My Mum is jewish, so they have a ketubah, which my dad had reordered a much more ornate one that they resigned and now have framed on the wall. Maybe a nice big velum scroll for a wedding certificate might be possible? If not for the official one, then a nice showy one you can hang on the wall.

Also, At a Zoo, are you going to be able to drink? Will they lay on a bar?

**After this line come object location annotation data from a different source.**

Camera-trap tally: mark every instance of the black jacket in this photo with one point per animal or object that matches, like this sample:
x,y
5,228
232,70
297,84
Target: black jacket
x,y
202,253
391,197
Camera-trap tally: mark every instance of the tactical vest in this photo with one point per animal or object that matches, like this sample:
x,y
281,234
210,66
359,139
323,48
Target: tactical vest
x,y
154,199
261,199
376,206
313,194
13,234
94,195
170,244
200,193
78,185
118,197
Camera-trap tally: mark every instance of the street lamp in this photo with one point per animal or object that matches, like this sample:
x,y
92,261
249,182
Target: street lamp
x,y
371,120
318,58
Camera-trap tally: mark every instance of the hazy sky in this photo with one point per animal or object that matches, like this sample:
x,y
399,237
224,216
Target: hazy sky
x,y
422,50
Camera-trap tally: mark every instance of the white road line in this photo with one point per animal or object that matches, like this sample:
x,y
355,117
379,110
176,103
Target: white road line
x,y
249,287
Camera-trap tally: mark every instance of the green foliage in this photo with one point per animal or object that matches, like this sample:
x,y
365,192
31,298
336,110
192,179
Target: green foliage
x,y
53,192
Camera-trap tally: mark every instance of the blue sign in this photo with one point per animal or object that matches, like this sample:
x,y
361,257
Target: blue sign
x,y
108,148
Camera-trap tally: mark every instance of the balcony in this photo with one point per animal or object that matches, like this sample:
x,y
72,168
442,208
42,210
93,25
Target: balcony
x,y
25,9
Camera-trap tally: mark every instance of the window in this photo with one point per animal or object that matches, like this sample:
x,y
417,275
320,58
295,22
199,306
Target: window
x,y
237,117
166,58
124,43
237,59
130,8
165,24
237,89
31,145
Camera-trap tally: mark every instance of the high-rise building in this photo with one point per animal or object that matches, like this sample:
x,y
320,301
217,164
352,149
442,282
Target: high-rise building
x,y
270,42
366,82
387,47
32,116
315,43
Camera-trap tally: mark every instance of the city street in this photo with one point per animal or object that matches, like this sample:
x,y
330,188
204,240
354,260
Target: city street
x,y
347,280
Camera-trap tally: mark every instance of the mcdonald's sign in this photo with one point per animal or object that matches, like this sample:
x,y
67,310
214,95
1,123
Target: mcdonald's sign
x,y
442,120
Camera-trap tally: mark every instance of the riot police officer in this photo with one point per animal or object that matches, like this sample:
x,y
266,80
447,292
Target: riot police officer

Dancing and Drink are a must at any wedding where the entertainment of a fight (with swords or not) is going to be provided.

To quote Nanny Ogg:
Howto Have the Fight:—A fight is traditional at all Ramtops weddings, except those involving royalty, where the tradition is a small war.
Lots of people have asked me for advice about this. They say, 'Mrs Ogg, can you just rely on there bein' a fight?' And, yes, you gen'rally can. My advice is to make sure the drink is strong enough and that people are seated right to make it happen quite soon. That way you've got it over with and can get on with things without that naggin' feelin' that something's wrong. Once it starts, though, it's vital to see that it goes properly, viz:
Stage One:This is what some people call The Challenge. It starts as soon as people have a few drinks inside them and start to chatter, whereupon Man 1 will say, per'aps:
'What was that you said about our Lil?'
(This is only an example, of course. Other suitable challenges include: 'Hah, you wouldn't talk like that if you knew what our grandad told us about your mum,' and, if all else fails, 'That's my pint you're suppin'' (although this is considered pretty poor and suggests not much thought has gone into things).)
This will take us to Stage Two: The Question. Again, this is fairly
formal, but Man 2 can choose between a number of inquiries,seekin' to ascertain as it might be whetherMan 1 requires a face-ful of dandruff/knuckle sandwich/a nose that touches his ears on both sides.

The men will circle one another three or four times,which should not be difficult by now since both parties will be findin' it a lot easier to walk in circles. The crowd at this point are permitted a number of witticisms and shouts of encouragement, such as,'Kick him inna fork, our Sam!'
At this point one bystander,known as the Shover,will push one of the circling men towards the other (technic'ly this is Stage Three, which does not last long). This will result in some aimless flailin',but the first decently landed blow will result in Stage Four: the Wives. At a signal,the ladies associated with the men will each grab their partner and shout variants on 'You wait till I gets you 'ome, I can't let you out of my sight for five minutes!' Hitting the man over the head with handbags is ritual at this point or, if the reception has gone on for some time, a bottle may be substituted.

Stage Five begins when one of the ladies says to the other something on the lines of, 'I'm surprised you've got the nerve to show your face here, after what you did to Aunty Shipley!' and they then fall to fighting with rather more malign expertise than their menfolk, who bury their differences to separate the couple before something expensive gets broken.